Mellanox/Nvidia Connectx-7 fw update

Notice: Page may contain affiliate links for which we may earn a small commission through services like Amazon Affiliates or Skimlinks.

Civiloid

Member
Jan 15, 2024
68
47
18
Switzerland
what are you using to test small frame sizes?
Cisco trex (with some custom patches, but that is a long story) and for now - just loop-back QSFP28 100G DAC (I should get QSFP112 later).

I have bunch of Mellanoxes, and on CX6-DX I can easily get about 110 Mpps TX per port and 80 Mpps RX per port. On this one - 120 Mpps TX per port, but total RX is 60 Mpps, combined for both ports and once it crosses that level one of the ports locks up and stops receiving/transmiting anything.

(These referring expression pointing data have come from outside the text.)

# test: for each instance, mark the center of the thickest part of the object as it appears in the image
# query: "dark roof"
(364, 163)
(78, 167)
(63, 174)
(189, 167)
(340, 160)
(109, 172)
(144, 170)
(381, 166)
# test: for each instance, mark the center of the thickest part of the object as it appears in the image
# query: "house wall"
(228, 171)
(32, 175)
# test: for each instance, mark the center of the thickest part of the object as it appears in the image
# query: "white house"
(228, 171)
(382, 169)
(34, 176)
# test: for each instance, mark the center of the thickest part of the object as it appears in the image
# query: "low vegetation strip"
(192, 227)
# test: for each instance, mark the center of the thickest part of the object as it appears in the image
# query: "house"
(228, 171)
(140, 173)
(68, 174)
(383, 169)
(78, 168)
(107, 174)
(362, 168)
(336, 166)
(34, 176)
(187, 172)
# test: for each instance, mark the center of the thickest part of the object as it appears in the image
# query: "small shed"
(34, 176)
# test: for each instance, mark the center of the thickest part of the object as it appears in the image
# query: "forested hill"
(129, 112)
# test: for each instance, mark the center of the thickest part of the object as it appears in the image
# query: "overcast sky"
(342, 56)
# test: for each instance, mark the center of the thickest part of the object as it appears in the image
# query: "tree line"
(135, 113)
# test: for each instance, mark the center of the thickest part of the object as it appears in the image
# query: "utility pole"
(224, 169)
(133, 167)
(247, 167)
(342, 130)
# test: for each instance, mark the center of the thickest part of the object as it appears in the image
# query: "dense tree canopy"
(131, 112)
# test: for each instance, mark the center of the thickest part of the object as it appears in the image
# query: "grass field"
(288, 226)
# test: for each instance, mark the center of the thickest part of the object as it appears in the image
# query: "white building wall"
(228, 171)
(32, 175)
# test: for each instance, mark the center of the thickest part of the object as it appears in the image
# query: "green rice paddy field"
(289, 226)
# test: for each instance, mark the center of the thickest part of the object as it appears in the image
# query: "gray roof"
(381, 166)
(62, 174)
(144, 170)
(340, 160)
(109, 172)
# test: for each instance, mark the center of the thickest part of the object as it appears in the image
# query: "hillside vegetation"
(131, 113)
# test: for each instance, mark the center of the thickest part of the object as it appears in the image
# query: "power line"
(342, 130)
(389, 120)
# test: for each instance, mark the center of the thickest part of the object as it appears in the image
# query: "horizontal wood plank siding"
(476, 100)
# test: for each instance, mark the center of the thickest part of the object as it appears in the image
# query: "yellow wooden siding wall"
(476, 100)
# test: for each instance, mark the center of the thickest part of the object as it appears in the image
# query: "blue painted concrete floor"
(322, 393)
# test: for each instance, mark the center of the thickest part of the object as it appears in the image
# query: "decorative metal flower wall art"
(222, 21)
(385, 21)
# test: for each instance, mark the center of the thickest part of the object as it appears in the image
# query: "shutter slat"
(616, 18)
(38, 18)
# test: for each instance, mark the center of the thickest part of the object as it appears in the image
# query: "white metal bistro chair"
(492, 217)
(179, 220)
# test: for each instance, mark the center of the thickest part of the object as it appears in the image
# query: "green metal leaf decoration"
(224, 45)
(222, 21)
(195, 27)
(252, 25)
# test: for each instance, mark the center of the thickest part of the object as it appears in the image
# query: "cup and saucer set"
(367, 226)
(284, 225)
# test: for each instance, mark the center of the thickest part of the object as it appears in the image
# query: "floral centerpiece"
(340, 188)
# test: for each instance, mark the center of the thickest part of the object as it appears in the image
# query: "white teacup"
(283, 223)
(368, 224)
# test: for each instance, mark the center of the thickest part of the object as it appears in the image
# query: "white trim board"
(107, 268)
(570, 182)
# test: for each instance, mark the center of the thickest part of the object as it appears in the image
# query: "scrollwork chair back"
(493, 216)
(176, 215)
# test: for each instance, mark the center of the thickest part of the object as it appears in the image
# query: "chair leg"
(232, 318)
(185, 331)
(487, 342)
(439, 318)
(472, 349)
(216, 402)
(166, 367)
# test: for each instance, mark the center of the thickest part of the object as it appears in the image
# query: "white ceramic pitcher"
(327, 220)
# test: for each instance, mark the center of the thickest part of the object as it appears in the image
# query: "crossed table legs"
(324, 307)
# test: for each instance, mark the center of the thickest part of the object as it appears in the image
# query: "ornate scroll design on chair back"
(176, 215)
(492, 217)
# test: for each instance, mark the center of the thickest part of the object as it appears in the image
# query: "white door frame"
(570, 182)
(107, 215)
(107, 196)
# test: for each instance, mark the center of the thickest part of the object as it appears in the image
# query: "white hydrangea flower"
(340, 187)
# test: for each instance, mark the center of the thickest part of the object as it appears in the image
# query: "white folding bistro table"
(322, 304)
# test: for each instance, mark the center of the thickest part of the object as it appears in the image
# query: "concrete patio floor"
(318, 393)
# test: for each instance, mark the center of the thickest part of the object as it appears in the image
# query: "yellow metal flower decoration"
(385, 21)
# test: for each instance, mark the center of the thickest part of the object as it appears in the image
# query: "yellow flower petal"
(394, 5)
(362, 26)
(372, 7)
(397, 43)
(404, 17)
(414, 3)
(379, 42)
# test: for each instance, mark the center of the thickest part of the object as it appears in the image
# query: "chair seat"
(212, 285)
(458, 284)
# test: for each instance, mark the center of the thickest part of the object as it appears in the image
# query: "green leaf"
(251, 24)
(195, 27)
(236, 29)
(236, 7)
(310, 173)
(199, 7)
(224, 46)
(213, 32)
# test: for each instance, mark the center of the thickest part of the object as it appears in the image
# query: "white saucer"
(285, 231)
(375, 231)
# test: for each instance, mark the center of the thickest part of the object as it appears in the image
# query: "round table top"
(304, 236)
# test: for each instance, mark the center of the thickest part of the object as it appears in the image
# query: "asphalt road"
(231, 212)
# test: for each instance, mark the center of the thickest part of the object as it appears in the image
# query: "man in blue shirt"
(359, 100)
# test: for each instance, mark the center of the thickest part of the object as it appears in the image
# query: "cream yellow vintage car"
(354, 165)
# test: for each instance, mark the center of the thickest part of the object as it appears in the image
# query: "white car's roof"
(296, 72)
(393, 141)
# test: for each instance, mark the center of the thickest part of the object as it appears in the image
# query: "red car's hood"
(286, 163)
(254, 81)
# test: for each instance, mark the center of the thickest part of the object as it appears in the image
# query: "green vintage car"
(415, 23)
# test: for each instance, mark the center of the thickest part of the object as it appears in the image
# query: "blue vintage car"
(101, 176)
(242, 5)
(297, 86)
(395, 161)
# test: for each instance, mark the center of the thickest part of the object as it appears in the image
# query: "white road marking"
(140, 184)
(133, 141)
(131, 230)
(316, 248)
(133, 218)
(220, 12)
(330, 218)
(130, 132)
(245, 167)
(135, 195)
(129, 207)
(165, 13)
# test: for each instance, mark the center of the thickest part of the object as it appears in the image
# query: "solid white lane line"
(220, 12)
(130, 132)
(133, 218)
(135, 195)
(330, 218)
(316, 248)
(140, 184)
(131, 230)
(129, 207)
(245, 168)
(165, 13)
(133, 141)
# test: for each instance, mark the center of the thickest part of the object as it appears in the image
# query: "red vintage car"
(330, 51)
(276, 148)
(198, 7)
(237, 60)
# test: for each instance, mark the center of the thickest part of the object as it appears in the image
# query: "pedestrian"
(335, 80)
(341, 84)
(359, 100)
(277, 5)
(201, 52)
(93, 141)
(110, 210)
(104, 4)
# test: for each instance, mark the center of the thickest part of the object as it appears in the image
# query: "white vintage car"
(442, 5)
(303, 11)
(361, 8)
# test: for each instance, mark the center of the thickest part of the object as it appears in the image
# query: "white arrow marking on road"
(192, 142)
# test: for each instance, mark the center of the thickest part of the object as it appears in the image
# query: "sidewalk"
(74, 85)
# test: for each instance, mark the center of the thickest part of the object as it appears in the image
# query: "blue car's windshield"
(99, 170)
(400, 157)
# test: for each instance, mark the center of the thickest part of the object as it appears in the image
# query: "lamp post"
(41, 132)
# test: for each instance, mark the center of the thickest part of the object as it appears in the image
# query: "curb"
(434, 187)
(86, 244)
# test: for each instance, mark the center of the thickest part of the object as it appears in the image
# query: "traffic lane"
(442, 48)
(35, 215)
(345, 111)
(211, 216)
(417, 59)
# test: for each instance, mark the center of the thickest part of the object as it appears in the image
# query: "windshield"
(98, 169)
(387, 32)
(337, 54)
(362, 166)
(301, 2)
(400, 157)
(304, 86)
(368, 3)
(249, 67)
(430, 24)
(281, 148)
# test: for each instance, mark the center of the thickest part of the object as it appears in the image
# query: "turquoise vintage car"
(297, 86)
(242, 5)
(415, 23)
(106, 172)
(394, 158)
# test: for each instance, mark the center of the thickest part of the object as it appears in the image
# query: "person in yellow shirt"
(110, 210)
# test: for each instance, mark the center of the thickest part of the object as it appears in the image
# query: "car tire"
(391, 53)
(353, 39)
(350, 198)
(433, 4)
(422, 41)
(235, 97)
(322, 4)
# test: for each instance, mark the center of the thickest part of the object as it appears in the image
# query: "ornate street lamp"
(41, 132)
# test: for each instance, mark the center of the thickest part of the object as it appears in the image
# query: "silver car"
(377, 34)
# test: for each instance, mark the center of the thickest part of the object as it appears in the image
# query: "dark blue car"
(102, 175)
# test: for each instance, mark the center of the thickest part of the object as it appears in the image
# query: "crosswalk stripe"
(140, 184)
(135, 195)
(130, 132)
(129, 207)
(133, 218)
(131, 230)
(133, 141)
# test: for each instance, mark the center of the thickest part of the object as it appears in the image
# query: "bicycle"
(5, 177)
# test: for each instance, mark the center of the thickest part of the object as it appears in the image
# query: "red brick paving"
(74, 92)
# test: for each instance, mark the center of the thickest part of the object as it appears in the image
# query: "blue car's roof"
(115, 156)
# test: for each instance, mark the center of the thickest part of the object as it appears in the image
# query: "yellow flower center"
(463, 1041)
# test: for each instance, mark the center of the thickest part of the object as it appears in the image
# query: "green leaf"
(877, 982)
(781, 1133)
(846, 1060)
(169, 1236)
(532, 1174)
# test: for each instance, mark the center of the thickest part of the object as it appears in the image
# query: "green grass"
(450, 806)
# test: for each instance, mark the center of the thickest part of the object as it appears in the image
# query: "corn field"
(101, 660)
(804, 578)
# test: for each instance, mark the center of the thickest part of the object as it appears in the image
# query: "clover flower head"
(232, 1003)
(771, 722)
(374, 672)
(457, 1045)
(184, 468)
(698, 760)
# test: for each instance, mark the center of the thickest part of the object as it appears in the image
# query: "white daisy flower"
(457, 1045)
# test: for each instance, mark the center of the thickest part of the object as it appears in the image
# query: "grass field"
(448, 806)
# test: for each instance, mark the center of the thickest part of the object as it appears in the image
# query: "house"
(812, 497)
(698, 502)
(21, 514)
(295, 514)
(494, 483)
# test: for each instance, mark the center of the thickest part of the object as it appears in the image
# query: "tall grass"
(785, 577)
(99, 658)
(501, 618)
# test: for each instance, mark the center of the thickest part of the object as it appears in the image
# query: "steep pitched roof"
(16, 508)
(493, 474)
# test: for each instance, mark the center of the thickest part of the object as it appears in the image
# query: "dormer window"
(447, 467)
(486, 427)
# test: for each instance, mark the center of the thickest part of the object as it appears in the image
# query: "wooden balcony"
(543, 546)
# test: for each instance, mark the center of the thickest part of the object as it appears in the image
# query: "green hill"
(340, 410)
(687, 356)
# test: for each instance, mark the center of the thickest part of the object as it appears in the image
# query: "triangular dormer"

And according to the changelog that was one of the issues that was fixed in newer firmwares (at some point in 2023)

What are your system specs?
2xXeon 8490H ES E0, 16x16GB Ram, Debian 12, OFED 24.01-0.3.3.1, cisco trex from master git branch and with few patches (basically I have my own fork where it have bundled dpdk 23.11 and some patches to make it work on higher core count machines with sub-numa clustering enabled)

I have a backup machine that is just slightly overclocked Xeon W5-3435X and has 8x16GB RAM, the same OS, and the same software, though.

What does the output of lspci -vv look like for the pci id of the cx7 nic?
Code:
# lspci -vv -s 98:00.0
98:00.0 Ethernet controller: Mellanox Technologies MT2910 Family [ConnectX-7]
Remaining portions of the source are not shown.